‘Nanette’
— Lyrik Courtney
Watch Hannah Gadsby’s Netflix special, ‘Nanette.’
Of all the how-to books I’ve read in the past couple months in multiple failed attempts to master the literary forms that have always escaped me, Gadsby’s special has taught me not only better, but more about what makes good writing. The lesson here is one of what Gadsby refers to as “tension.” For some people it is easy to disregard the fact that comedy exists as not only one of many buildings we live in, but an entryway in and of itself, and is, like theatre, an art form with formalities and aesthetic conventions, structures and all the trappings inherent to the genre, all the ways it’s been reduced to violent drivel by abusive individuals notwithstanding. Gadsby, however, rare sort that she is, doesn’t give her audience as much room as some comics for these intellectual—or moral—lapses.
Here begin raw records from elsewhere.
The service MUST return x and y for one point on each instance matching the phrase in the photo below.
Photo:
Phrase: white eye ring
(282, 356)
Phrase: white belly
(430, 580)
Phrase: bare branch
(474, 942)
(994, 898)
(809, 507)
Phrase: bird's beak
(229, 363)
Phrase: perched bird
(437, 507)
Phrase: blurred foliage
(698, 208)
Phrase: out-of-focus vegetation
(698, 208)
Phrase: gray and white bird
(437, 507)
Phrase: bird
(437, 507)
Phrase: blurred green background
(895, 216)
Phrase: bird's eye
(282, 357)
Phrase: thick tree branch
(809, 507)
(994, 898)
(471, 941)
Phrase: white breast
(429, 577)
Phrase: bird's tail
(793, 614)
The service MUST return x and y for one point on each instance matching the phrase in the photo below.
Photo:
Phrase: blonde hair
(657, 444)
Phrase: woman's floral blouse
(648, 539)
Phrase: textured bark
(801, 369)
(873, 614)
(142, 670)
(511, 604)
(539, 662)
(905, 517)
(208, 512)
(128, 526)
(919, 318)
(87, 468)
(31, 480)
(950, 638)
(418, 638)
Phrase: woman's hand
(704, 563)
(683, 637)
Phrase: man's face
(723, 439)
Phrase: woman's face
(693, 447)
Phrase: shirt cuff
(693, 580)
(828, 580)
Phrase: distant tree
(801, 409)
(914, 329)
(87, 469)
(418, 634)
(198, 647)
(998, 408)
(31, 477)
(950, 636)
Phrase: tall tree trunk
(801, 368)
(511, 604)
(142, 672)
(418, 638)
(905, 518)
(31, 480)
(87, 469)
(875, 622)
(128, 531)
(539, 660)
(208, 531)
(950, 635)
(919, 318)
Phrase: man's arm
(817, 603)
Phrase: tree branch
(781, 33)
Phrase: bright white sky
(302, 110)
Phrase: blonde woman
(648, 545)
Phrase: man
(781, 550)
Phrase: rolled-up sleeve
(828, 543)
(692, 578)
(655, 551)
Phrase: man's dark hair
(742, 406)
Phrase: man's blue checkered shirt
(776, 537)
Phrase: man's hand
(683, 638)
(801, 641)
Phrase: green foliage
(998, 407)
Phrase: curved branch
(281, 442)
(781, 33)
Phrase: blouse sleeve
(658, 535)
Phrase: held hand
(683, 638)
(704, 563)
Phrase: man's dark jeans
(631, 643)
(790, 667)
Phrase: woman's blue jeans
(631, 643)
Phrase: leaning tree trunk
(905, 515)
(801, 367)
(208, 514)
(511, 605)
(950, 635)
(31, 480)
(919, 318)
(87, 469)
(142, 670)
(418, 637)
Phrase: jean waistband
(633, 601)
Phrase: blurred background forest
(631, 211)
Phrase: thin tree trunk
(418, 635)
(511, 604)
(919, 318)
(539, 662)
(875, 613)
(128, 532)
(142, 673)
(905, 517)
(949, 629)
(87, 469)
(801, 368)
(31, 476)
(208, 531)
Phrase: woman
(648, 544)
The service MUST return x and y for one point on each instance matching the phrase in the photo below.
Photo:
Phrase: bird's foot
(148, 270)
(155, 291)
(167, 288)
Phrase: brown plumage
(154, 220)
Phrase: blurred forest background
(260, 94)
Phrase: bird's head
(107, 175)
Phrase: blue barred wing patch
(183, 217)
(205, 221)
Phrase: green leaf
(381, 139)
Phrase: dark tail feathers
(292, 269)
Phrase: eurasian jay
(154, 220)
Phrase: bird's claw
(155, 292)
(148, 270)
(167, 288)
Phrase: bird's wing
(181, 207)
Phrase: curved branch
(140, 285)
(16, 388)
Rather, she cranks the lever until the tension (that metaphoric distance between her and the audience) is sharply gutted, stuffed so thick with clutched breath, that her machinations seem borderline sadistic; at multiple instances in the special the camera pans over the audience only to return to Gadsby’s impish gaze, her wicked smile, and after every pointed joke, Gadsby leaves just enough space in the room for a ballooning, bewildering silence that stretches, stretches, but only ever until she sticks the pin in—and the discomfort clears to raucous applause.
The brilliance of Gadsby’s set is its timelessness and timeliness; it’s in the fact that she forces her audience (particularly its white, heterosexual, and/or male members) to contend with the violences of their privilege, and how those violences stigmatize and complicate her own axes of oppression. In a painfully emotional display, Gadsby grapples with her own internalized homophobia on stage, and in the process castigates her oppressors as they sit in the room, once more layering the anxiety (now rendered real and human in front of them), before crumpling it like wet paper—all with a touch of relatable and hard-won disdain.
The stress she places on the importance of moving past the definitive “resolution” of the trauma-punchline into the much more uncertain (and unfunny) territory of one’s own healing is a difficult lesson, but an integral one. Gadsby’s harrowing anecdote about gendered homophobia flays the comedic genre wide open to expose its weaknesses and stagnancy, and it is for this reason that she cannot be normatively funny. Bigger than the tension, and the bursts of laughter it incites, is the transformative impulse, an impulse that doesn’t allow room for cheap jokes and potshots at the vulnerable, and this is what Gadsby is rooting towards. “You learn from the part of the story you focus on,” she says. “I need to tell my story properly.”